Diocese de Santo André celebra o Mês do Dízimo


A Diocese de Santo André celebra em junho, o Mês do Dízimo. E para entender melhor as quatro dimensões e a importância de ser dizimista, principalmente nestes tempos de pandemia em que esse ato exige de nós um compromisso com a Igreja e com as necessidades do próximo, o assessor diocesano da Pastoral do Dízimo, Celso Luís Sais, explica de forma didática como é fundamental vivenciar essa expressão de fé, comunhão, participação e ação evangelizadora em nossas paróquias e comunidades.

“Todos nós somos convidados a meditar sobre nossa responsabilidade e participação na comunidade cristã, através do reconhecimento e devolução do dízimo. Sabemos que todos os dizimistas e que todos os dízimos da terra são propriedades do Senhor.

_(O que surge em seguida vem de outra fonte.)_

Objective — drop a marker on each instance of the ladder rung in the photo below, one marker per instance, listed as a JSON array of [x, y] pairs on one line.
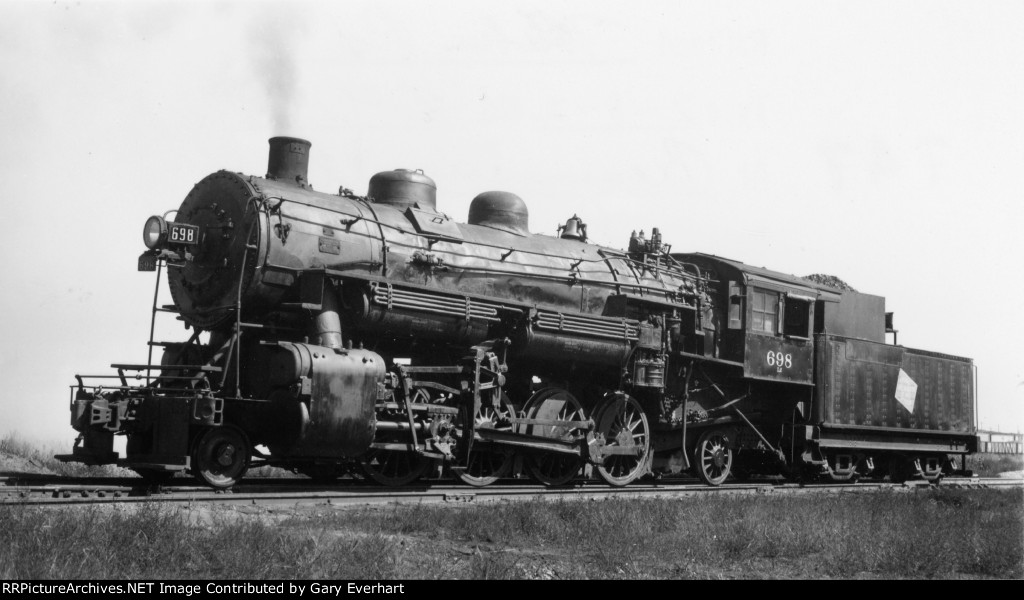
[[302, 305]]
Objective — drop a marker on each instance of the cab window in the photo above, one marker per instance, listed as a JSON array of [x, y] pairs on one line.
[[797, 317], [764, 311]]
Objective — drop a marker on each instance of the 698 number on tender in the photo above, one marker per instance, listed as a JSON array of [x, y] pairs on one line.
[[779, 360]]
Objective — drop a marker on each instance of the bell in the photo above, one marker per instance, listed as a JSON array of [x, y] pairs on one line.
[[573, 228]]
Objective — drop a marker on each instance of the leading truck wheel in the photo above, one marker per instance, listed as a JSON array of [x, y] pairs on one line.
[[221, 458], [714, 458]]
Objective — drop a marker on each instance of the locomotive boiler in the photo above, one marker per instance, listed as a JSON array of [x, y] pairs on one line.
[[332, 332]]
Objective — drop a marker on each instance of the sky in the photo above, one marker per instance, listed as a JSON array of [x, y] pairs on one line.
[[880, 142]]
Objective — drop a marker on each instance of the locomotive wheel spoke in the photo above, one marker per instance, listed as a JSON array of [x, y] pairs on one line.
[[485, 465], [623, 422], [553, 404], [714, 458], [221, 457]]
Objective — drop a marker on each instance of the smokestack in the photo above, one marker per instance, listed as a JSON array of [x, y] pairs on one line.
[[289, 161]]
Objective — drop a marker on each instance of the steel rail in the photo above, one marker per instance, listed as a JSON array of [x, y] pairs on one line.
[[302, 491]]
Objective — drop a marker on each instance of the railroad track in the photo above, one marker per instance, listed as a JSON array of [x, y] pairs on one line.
[[54, 490]]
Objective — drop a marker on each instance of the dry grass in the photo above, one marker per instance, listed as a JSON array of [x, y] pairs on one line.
[[40, 458], [930, 533]]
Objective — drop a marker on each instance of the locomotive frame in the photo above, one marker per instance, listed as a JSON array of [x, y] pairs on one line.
[[376, 333]]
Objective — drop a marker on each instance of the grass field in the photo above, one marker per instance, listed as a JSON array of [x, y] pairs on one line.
[[915, 534], [911, 533]]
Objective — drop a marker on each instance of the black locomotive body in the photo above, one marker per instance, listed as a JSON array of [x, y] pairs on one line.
[[337, 331]]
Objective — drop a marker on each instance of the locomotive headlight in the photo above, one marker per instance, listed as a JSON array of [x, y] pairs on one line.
[[155, 232]]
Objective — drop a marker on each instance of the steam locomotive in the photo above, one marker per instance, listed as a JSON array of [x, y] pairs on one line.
[[333, 333]]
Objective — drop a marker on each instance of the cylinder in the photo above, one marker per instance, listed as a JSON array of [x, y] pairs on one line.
[[289, 160]]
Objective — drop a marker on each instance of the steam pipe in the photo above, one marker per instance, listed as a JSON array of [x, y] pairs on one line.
[[328, 322]]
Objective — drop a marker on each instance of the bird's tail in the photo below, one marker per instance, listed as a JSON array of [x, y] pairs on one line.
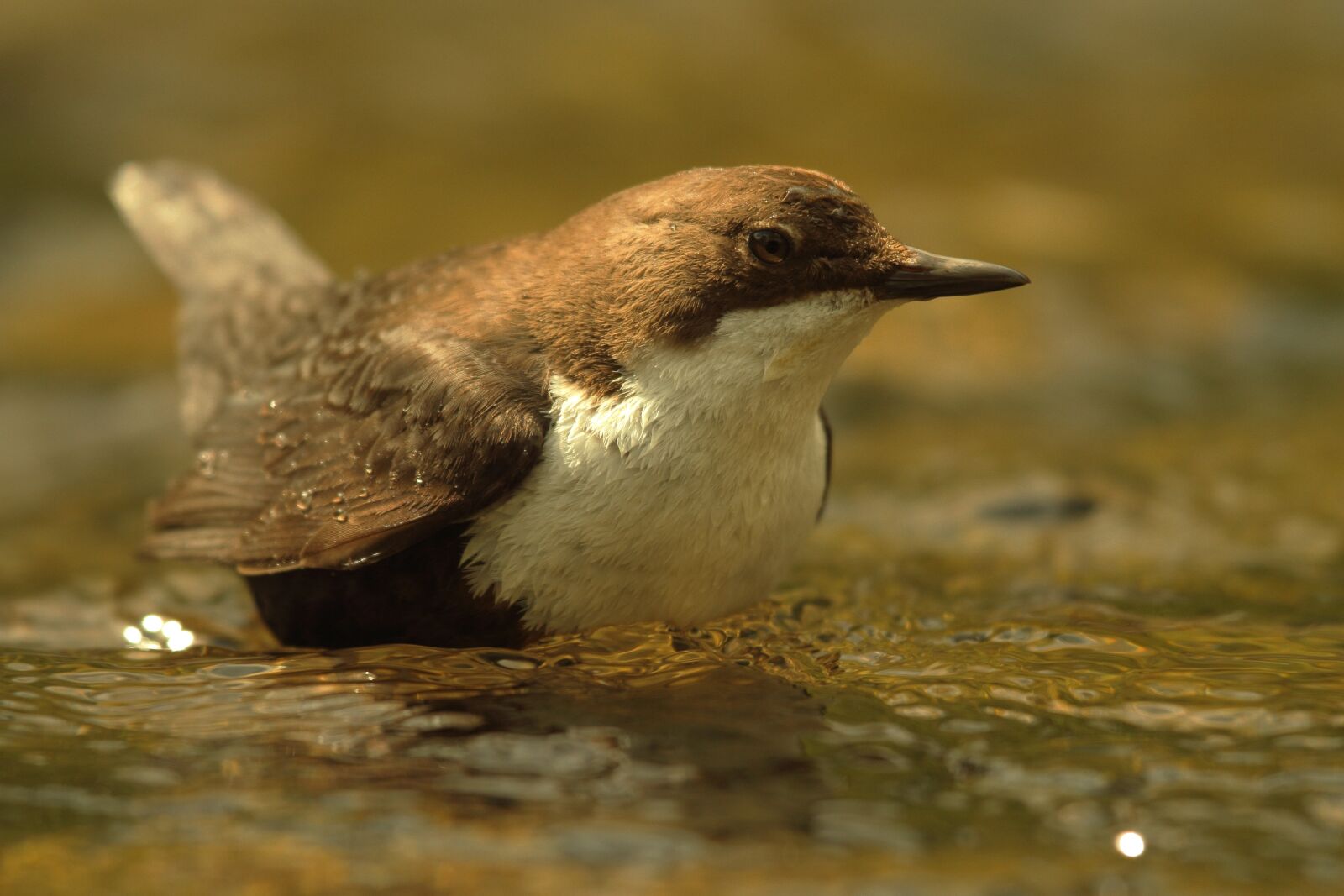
[[228, 255]]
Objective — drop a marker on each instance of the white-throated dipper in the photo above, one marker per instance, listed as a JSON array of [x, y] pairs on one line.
[[609, 422]]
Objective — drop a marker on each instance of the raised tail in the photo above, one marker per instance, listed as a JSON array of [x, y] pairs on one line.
[[232, 258]]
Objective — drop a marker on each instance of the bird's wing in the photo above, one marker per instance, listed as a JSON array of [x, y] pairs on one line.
[[366, 441]]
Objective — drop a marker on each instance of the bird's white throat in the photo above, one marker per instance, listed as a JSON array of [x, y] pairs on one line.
[[687, 495]]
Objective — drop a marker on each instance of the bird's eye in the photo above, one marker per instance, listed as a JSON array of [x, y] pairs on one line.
[[769, 246]]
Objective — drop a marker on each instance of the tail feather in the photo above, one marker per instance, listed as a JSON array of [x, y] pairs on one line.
[[232, 258], [207, 235]]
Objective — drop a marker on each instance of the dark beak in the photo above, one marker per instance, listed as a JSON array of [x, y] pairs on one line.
[[931, 275]]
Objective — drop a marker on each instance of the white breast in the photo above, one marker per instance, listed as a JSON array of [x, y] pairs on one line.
[[689, 495]]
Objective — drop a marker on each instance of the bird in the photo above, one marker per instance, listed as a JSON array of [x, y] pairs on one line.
[[609, 422]]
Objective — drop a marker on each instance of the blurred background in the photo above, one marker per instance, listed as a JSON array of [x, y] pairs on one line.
[[1156, 423]]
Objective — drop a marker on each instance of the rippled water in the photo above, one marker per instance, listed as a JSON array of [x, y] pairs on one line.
[[884, 726]]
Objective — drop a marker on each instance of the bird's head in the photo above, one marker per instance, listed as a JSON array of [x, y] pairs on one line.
[[781, 261]]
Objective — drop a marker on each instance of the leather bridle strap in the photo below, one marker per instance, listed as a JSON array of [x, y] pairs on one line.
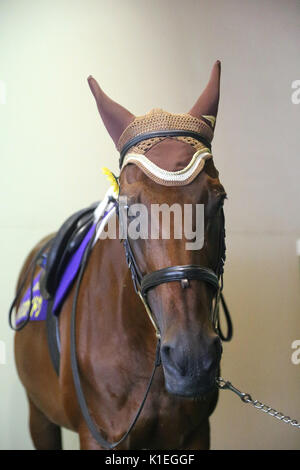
[[178, 273], [169, 133]]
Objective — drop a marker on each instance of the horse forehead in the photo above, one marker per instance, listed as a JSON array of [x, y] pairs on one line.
[[170, 154]]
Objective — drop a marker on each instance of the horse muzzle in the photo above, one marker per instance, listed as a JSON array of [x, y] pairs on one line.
[[191, 372]]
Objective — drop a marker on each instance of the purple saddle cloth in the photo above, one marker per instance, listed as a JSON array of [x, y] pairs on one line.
[[38, 305]]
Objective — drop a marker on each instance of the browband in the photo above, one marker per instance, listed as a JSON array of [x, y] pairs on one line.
[[166, 133]]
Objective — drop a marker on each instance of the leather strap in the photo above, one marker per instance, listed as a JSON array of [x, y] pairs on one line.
[[178, 273], [150, 135], [53, 336], [75, 370]]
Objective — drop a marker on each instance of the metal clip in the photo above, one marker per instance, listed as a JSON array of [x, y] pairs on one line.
[[226, 385]]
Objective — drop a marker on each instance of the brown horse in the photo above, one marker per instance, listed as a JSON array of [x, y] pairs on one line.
[[114, 336]]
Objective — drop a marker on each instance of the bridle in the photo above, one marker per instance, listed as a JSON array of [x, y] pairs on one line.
[[143, 284], [182, 273]]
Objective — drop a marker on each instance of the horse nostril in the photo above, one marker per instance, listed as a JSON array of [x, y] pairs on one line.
[[214, 354]]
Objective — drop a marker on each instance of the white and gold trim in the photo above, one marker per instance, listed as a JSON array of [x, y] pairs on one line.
[[169, 178]]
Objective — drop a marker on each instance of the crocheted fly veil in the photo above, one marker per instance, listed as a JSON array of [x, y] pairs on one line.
[[146, 140]]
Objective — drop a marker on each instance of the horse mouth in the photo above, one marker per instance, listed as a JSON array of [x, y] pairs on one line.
[[191, 388]]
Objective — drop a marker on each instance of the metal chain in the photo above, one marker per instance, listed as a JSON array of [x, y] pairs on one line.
[[246, 398]]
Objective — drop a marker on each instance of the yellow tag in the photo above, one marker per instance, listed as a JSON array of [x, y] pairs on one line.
[[211, 119], [112, 179]]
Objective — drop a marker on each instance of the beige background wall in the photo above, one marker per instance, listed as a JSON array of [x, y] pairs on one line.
[[159, 54]]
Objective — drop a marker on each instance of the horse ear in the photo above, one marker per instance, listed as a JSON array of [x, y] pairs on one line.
[[207, 104], [114, 116]]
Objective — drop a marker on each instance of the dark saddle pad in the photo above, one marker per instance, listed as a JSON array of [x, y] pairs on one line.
[[63, 245]]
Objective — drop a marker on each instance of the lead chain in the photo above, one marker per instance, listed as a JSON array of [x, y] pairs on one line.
[[246, 398]]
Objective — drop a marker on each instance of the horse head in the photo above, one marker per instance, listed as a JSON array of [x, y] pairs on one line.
[[166, 162]]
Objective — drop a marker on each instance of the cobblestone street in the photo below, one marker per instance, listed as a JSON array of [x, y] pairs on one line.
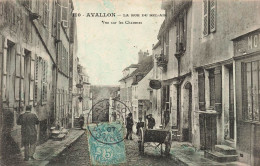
[[78, 154]]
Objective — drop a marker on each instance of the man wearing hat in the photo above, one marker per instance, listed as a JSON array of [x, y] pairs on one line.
[[28, 121], [151, 121], [129, 126]]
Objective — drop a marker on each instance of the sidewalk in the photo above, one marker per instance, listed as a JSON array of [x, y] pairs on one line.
[[186, 155], [51, 149]]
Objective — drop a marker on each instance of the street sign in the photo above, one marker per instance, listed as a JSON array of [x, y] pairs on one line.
[[155, 84], [79, 86]]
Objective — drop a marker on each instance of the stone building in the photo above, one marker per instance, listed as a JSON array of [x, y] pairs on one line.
[[157, 75], [226, 84], [34, 51], [174, 61], [211, 56], [134, 87]]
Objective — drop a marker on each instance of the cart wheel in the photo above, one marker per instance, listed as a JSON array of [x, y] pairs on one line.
[[141, 140]]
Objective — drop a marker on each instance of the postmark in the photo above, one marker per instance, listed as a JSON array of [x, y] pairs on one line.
[[108, 126], [106, 132], [105, 143]]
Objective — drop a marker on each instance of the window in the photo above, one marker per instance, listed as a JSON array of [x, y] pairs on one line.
[[250, 90], [64, 13], [44, 80], [28, 4], [212, 88], [209, 16], [37, 61], [201, 86], [181, 29], [46, 13]]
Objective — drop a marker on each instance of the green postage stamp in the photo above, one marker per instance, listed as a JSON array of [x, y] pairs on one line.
[[106, 143]]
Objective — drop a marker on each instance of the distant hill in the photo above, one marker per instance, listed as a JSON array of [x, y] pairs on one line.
[[100, 92]]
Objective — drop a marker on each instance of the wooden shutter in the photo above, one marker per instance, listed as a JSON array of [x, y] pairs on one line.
[[17, 72], [201, 86], [65, 12], [212, 19], [177, 35], [36, 79], [255, 80], [4, 82], [218, 89], [32, 72], [185, 30], [249, 90], [205, 18]]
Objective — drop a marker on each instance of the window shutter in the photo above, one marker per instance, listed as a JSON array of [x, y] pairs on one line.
[[201, 86], [17, 72], [177, 35], [205, 18], [218, 89], [4, 83], [36, 70], [32, 76], [249, 90], [185, 30], [64, 13], [212, 18]]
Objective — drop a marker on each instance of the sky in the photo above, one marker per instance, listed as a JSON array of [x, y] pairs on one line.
[[106, 49]]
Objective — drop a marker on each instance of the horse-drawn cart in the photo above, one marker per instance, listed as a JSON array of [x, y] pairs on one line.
[[160, 136]]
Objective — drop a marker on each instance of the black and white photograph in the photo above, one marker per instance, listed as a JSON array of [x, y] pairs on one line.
[[130, 82]]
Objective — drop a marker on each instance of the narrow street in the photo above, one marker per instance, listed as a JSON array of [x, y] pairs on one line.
[[78, 154]]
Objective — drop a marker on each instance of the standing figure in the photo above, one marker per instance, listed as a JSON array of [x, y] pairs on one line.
[[129, 126], [151, 121], [28, 121]]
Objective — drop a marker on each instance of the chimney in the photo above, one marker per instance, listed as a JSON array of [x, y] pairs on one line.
[[140, 56]]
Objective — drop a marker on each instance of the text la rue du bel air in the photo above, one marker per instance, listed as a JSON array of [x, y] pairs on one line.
[[107, 15]]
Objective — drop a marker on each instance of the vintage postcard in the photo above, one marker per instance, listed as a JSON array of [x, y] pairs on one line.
[[129, 82]]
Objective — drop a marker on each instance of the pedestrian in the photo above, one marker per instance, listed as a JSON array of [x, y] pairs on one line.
[[81, 121], [28, 121], [129, 126], [151, 121]]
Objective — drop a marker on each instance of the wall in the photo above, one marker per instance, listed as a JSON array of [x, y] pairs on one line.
[[218, 46]]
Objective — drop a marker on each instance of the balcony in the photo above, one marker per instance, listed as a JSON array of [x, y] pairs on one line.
[[161, 61]]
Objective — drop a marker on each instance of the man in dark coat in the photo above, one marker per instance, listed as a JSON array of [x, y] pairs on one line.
[[28, 121], [129, 126], [151, 121]]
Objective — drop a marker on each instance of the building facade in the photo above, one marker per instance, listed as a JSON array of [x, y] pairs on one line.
[[210, 62]]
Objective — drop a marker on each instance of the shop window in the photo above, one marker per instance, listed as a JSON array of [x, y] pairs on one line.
[[250, 90], [209, 16]]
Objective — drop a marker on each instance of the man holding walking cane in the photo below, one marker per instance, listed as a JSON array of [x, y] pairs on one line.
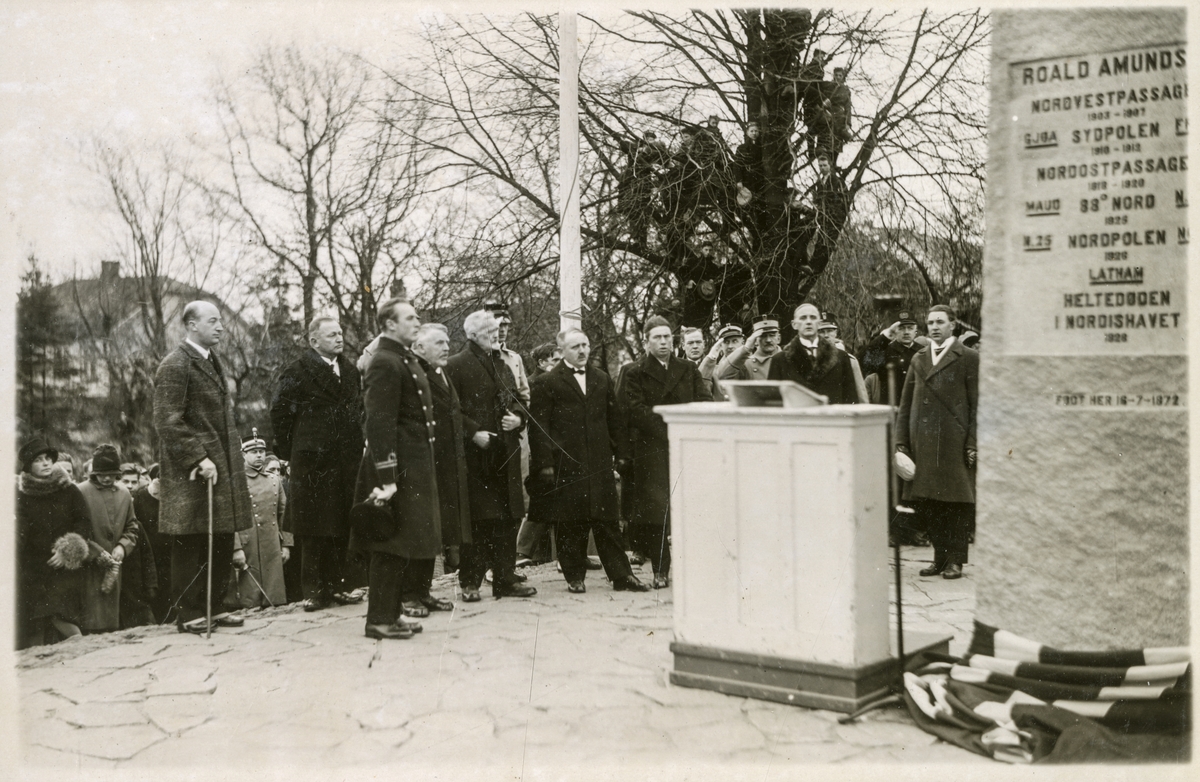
[[204, 499]]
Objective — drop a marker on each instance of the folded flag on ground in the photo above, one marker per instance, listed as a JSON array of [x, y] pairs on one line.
[[1018, 701]]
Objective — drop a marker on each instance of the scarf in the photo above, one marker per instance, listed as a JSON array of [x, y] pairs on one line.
[[34, 486]]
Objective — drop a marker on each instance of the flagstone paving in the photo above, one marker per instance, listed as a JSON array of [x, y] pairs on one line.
[[504, 689]]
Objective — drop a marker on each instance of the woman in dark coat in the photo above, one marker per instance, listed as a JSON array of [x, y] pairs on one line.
[[49, 506], [657, 378]]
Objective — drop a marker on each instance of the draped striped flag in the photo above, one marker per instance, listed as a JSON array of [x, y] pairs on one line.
[[1019, 701]]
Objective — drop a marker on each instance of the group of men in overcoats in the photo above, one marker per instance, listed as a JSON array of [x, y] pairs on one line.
[[433, 440]]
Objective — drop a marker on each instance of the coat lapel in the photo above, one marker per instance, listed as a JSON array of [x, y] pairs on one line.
[[952, 355], [204, 366], [323, 374], [567, 378]]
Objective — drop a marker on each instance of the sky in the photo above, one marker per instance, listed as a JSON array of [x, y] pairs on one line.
[[138, 71]]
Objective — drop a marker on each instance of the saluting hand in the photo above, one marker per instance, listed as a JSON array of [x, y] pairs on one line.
[[381, 494], [207, 469]]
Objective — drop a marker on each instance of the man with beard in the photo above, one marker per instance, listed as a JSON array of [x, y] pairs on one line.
[[815, 364], [575, 438], [317, 416], [451, 432], [198, 443], [489, 392], [658, 378], [397, 471]]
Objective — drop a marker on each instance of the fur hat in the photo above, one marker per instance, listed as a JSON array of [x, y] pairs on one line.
[[70, 552], [33, 450], [106, 459]]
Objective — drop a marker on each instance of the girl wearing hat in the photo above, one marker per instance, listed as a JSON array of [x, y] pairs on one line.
[[114, 529], [52, 547]]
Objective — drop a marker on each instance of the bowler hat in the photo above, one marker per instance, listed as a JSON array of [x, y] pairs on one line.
[[766, 323], [33, 450], [106, 459], [252, 441], [499, 310], [730, 331], [373, 523]]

É por isso que a nossa fidelidade deve ser constante”, enfatiza.

A importância de ser dizimista Sendo assim, nos comprometemos de forma direta com o anúncio do evangelho difundido através da Igreja, que é corpo místico de Cristo. e na Igreja que devolvemos a Deus, o dízimo, tudo que Ele nos dá: “Trazei integralmente o dízimo ao tesouro do templo, para que haja alimento em minha casa” (Malaquias 3:10).”Quanto mais conscientes, mais nos sentimos corresponsáveis pelo dinamismo das comunidades e mais contribuímos em todos os sentidos para que o evangelho seja proclamado, de fato, a todos os agentes”, pontua o assessor da Pastoral do Dízimo. Para o dizimista ou quem quer se dizimista em sua paróquia ou comunidade, a partilha é uma característica fundamental. Através do dízimo e da sua fidelidade, o cristão faz com que a igreja cumpra a sua função principal, que é ser evangelizadora. Acesse aqui e procure a paróquia mais próxima do seu bairro para saber como ser dizimista. As quatro dimensões do dízimo “O dízimo é uma semente que lançamos no chão de nossas paróquias e que se transformarão em frutos preciosos, atingindo as quatro dimensões: eclesial, religiosa, missionária e caritativa, ou seja, as obras de manutenção e de evangelização da nossa igreja”, salienta o diácono Celso. “Ser dizimista, portanto, é uma questão de fé”, frisa. Vamos conhecer cada uma das quatro dimensões, na aplicação dos recursos adquiridos pelo dízimo:

Dimensão Eclesial Com o dízimo, o fiel vivencia a sua consciência de ser membro da Igreja, pelo qual é corresponsável. A consciência de ser Igreja leva os fiéis a assumirem a vida comunitária, participando ativamente das suas atividades e colaborando para que a comunidade viva cada vez mais plenamente na fé e mais fielmente dar testemunho dessa sua fé.

Dimensão Religiosa Tem a ver com a relação do cristão com Deus. Contribuindo parte dos seus bens, o fiel cultiva e aprofunda a sua relação com Aquele que provém tudo o que dele e de tudo que ele tem. É expressão de gratidão, da sua fé e da sua conversão. Essa dimensão tratando a relação com Deus, insere, então, o dizimista no âmbito da espiritualidade cristã.

Dimensão Missionária O fiel corresponde com sua comunidade, toma consciência de que há muitas comunidades que não conseguem prover as suas necessidades, com os próprios recursos e que precisam da colaboração e outros. O dízimo permite a partilha dos recursos entre as paróquias, nas comunidades, numa mesma igreja particular e entre as igrejas particulares, manifestando, assim, a comunhão que há entre todas as igrejas.

Dimensão Caritativa Se manifesta, portanto, no cuidado com os pobres, por parte da comunidade. Uma das características das primeiras comunidades cristãs é que elas tinham tudo em comum e repartiam com grande alegria, entre as pessoas que mais necessitavam, pois tudo era distribuído conforme a necessidade de cada um, conforme narrado no Ato dos Apóstolos. A atenção com os pobres e suas necessidades é uma característica própria da Igreja Católica Apostólica Romana.